『ジュラシック・ワールド/復活の大地』なぜ賛否? シリーズにもたらされた“映画的充実”

恐竜映画の金字塔『ジュラシック・パーク』シリーズと、その世界観を大きく広げた新機軸の『ジュラシック・ワールド』シリーズ。新たに公開された『ジュラシック・ワールド/復活の大地』は、そんな「ワールド・シリーズ」の世界の続きを仕切り直す超大作だ。
脚本には、『ジュラシック・パーク』(1993年)と『ロスト・ワールド/ジュラシック・パーク』、つまり「パーク・シリーズ」2作を手がけたデヴィッド・コープがカムバックを果たし、監督には、『GODZILLA ゴジラ』(2014年)、『ザ・クリエイター/創造者』(2023年)のギャレス・エドワーズが初めて抜擢。スカーレット・ヨハンソンを新たな主演に迎えている。

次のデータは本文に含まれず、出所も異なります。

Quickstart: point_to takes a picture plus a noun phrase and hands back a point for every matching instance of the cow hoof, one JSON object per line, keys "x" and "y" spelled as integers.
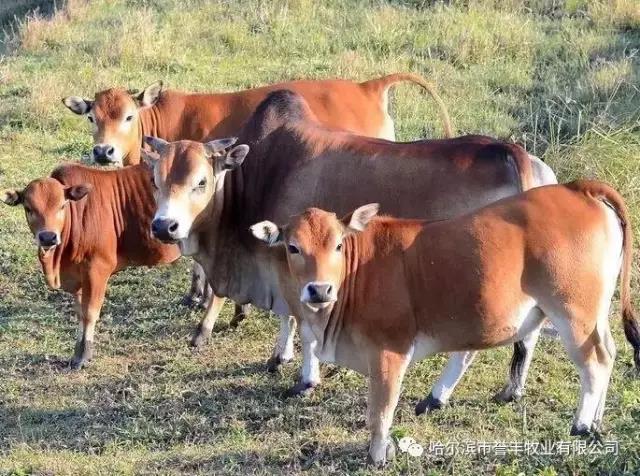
{"x": 199, "y": 341}
{"x": 191, "y": 300}
{"x": 428, "y": 405}
{"x": 390, "y": 455}
{"x": 301, "y": 389}
{"x": 507, "y": 395}
{"x": 579, "y": 430}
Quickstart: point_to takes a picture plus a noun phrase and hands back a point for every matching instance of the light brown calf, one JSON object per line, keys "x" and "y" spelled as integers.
{"x": 295, "y": 163}
{"x": 89, "y": 224}
{"x": 120, "y": 119}
{"x": 402, "y": 290}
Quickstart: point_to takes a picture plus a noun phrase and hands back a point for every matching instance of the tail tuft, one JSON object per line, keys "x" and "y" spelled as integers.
{"x": 632, "y": 333}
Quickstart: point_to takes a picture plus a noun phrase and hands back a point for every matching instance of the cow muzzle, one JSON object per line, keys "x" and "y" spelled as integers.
{"x": 318, "y": 295}
{"x": 48, "y": 240}
{"x": 165, "y": 230}
{"x": 105, "y": 154}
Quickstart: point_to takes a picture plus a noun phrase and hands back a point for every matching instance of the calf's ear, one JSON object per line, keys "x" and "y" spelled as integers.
{"x": 157, "y": 144}
{"x": 76, "y": 192}
{"x": 216, "y": 148}
{"x": 235, "y": 157}
{"x": 360, "y": 217}
{"x": 12, "y": 197}
{"x": 149, "y": 95}
{"x": 78, "y": 105}
{"x": 268, "y": 232}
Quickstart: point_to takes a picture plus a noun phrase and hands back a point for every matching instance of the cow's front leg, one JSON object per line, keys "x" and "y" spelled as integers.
{"x": 200, "y": 291}
{"x": 283, "y": 350}
{"x": 310, "y": 377}
{"x": 204, "y": 329}
{"x": 386, "y": 372}
{"x": 94, "y": 287}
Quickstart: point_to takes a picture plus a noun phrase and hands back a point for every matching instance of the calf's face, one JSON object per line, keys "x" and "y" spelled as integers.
{"x": 186, "y": 175}
{"x": 314, "y": 247}
{"x": 45, "y": 203}
{"x": 114, "y": 116}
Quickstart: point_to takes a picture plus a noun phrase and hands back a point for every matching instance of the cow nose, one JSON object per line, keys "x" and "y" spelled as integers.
{"x": 165, "y": 229}
{"x": 320, "y": 292}
{"x": 103, "y": 153}
{"x": 47, "y": 238}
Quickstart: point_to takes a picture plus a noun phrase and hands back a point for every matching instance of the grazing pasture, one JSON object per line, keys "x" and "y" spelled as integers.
{"x": 561, "y": 78}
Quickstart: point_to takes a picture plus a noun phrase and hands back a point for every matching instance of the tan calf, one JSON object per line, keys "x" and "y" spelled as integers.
{"x": 401, "y": 290}
{"x": 88, "y": 225}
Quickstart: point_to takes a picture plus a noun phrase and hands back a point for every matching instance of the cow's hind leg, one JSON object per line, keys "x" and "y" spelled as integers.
{"x": 457, "y": 365}
{"x": 520, "y": 363}
{"x": 387, "y": 371}
{"x": 588, "y": 344}
{"x": 94, "y": 287}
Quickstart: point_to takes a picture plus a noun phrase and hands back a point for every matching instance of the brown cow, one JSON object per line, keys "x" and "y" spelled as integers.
{"x": 402, "y": 290}
{"x": 120, "y": 119}
{"x": 89, "y": 224}
{"x": 295, "y": 163}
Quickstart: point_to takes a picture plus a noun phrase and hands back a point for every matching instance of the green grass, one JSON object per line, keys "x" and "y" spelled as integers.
{"x": 562, "y": 78}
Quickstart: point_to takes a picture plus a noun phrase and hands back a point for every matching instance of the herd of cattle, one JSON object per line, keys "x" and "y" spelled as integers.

果たして、その出来はどうだったのだろうか。ここでは、さまざまな意見が飛び交う、仕切り直しの本作『ジュラシック・ワールド/復活の大地』の真価とはどんなものであったのかを、できるだけ深いところまで掘り出していきたい。
前作『ジュラシック・ワールド/新たなる支配者』(2022年)の5年後という時代設定の本作。世界中に放たれたはずの恐竜たちだったが、いまの地球の環境は、やはり恐竜たちにとって生存に適したものではなく、広く繁殖することはできなかったようだ。恐竜たちは、いまでは赤道直下の一部地域のみで生息するようになっていた。リアリティがあるとともに、なんとも寂しい設定だ。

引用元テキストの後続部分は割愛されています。